The BDT2 target, about 3.5km north of BDT1, has an estimated 16.3Mt inferred mineral resource averaging 0.8g/t gold for a further contained 440,000 ounces gold.
Both resources are likely to be upgraded in new modelling slated for mid-year.
Notably, the BD ground is peppered with extensive gold anomalism that run better than 100 parts per billion gold in early soil sampling.
The overall anomalism highlights many gold signatures associated with persistent north-south structural trends, including at BDT1 and BDT2.
That north-south anomalism also potentially extends southwards for about 7km along a major north-south fault into the company’s southernmost BST priority target, which hosts an 11Mt inferred mineral resource averaging 1g/t gold for 360,000 ounces of contained gold.
A 5.5km southwards extension from BST arrives at a zone of high-level gold anomalism at Aurum’s Nyangboue South target, at the southern limits of the company’s tenure.

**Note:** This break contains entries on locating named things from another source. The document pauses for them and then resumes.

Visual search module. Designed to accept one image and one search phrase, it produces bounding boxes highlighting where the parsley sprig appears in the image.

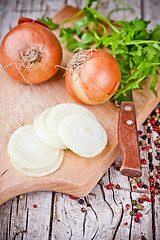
[60,0,160,102]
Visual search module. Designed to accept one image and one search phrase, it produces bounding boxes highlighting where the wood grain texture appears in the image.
[0,0,160,240]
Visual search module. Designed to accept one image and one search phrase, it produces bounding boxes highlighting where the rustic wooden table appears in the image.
[0,0,160,240]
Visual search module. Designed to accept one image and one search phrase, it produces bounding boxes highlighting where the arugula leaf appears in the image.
[150,67,158,97]
[37,17,59,30]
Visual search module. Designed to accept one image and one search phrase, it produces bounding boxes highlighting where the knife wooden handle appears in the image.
[118,102,142,177]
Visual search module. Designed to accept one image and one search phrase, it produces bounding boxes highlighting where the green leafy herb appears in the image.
[38,17,59,30]
[60,0,160,102]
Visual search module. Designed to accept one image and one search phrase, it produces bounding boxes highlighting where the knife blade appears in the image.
[118,92,142,177]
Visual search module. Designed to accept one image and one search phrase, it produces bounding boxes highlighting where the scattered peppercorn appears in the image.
[129,211,136,216]
[134,217,140,223]
[124,222,128,225]
[136,212,142,218]
[142,195,148,201]
[141,236,146,240]
[81,208,86,212]
[137,182,142,188]
[150,186,155,192]
[133,208,138,213]
[138,198,143,203]
[69,195,76,200]
[135,178,141,183]
[115,184,121,189]
[131,200,137,206]
[106,183,114,190]
[149,177,154,183]
[154,189,159,195]
[33,204,37,208]
[98,179,104,186]
[126,204,131,210]
[141,159,146,165]
[19,194,23,200]
[137,204,143,210]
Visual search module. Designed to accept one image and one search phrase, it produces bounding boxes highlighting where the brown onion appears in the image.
[65,49,121,105]
[0,18,62,84]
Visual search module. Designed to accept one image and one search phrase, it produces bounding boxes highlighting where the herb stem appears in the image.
[126,40,159,45]
[61,9,83,28]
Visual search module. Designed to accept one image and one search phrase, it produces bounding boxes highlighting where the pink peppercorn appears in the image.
[81,208,86,212]
[106,184,114,190]
[151,120,156,125]
[142,147,147,151]
[126,204,131,210]
[150,186,155,192]
[142,195,147,200]
[151,193,155,200]
[137,183,142,188]
[149,178,154,182]
[156,174,160,179]
[141,159,146,165]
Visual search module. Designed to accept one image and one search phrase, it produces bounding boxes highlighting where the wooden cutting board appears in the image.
[0,6,160,204]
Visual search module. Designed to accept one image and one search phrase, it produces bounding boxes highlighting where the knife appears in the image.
[118,92,142,177]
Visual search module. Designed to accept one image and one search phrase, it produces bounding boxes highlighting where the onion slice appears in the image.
[59,113,107,158]
[8,125,63,177]
[33,107,67,149]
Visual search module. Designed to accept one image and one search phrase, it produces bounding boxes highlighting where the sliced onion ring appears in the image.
[46,103,97,139]
[8,125,63,177]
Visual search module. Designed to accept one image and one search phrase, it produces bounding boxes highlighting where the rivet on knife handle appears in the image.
[118,102,142,177]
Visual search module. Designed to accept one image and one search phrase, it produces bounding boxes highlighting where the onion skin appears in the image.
[65,49,121,105]
[0,22,62,84]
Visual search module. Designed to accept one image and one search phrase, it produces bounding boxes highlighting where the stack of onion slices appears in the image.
[8,103,107,177]
[65,49,121,105]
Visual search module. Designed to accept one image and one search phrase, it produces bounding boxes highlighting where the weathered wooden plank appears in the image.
[0,192,53,240]
[0,0,160,240]
[143,0,160,29]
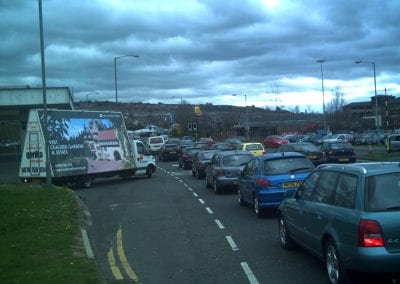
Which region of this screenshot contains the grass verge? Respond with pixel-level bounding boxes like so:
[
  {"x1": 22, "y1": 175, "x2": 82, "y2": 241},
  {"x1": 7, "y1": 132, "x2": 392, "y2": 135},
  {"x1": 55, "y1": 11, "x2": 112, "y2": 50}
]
[{"x1": 0, "y1": 185, "x2": 102, "y2": 283}]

BD’s anomaly swarm also highlights a strong northeast-southwest trend that can be interpreted as potentially extending through the new BE/W application area and into the southwestern end of the BST ground at Aurum’s nearby Gemou prospect.
Aurum’s soil sampling has already defined a priority drill target at Gemou, however, it hasn’t had enough drill rigs on hand to get to it… yet.
The company has 10 rigs operating across its Boundiali and Napié projects on other priority targets and expanding its resources.
The new BE/E application area is contiguous with the southeast extremity of the BST ground and spans structures passing south and southwest of the 70km-long BM ground and any extensions south of the BD ground.
Future soil sampling and mapping will quickly define the significance of any structural continuities, but for now, BE/E is a useful southern bookend to the Boundiali tenements.
Aurum can increase its interest in each tenement under the deal, from 30 per cent to 51 per cent, by completing 4000 metres of diamond drilling within each licence area.
The company may further increase its interest from 51 per cent to 80 per cent by either completing a further 8000m of diamond drilling or by spending US$2.5M (A$3.875M) on exploration, including the initial 4000m of diamond drilling costs.
The nominal exploration expenditure includes a diamond drilling cost of US$140 per metre of drilling, working capital, assay costs, all geochemistry and geophysical studies, trenching, air core and reverse circulation drilling and community relations.
The agreement also extends to any post-mining licence and development stage per operation, should a mining licence be granted over any part of the Encore project.
If a mining decision is made, ownership will be structured so Aurum, via Plusor, holds 80 per cent of the mine and Encore Resources and the Côte d’Ivoire government will each hold 10 per cent.
If Encore Resources elects not to contribute its 11.11 per cent pro-rata share of capital expenditure for mine development, Plusor will fund all the development costs, Encore’s interest in the mine will fall to 5 per cent and Plusor’s interest will jump to 85 per cent of the joint venture.
Aurum will start planning its first round of exploration, including a diamond drilling program on each licence area to meet its earn-in milestone, once the permit applications are approved. The company will also work with Encore, through Plusor, to achieve exploration licences for both newly acquired tenement areas.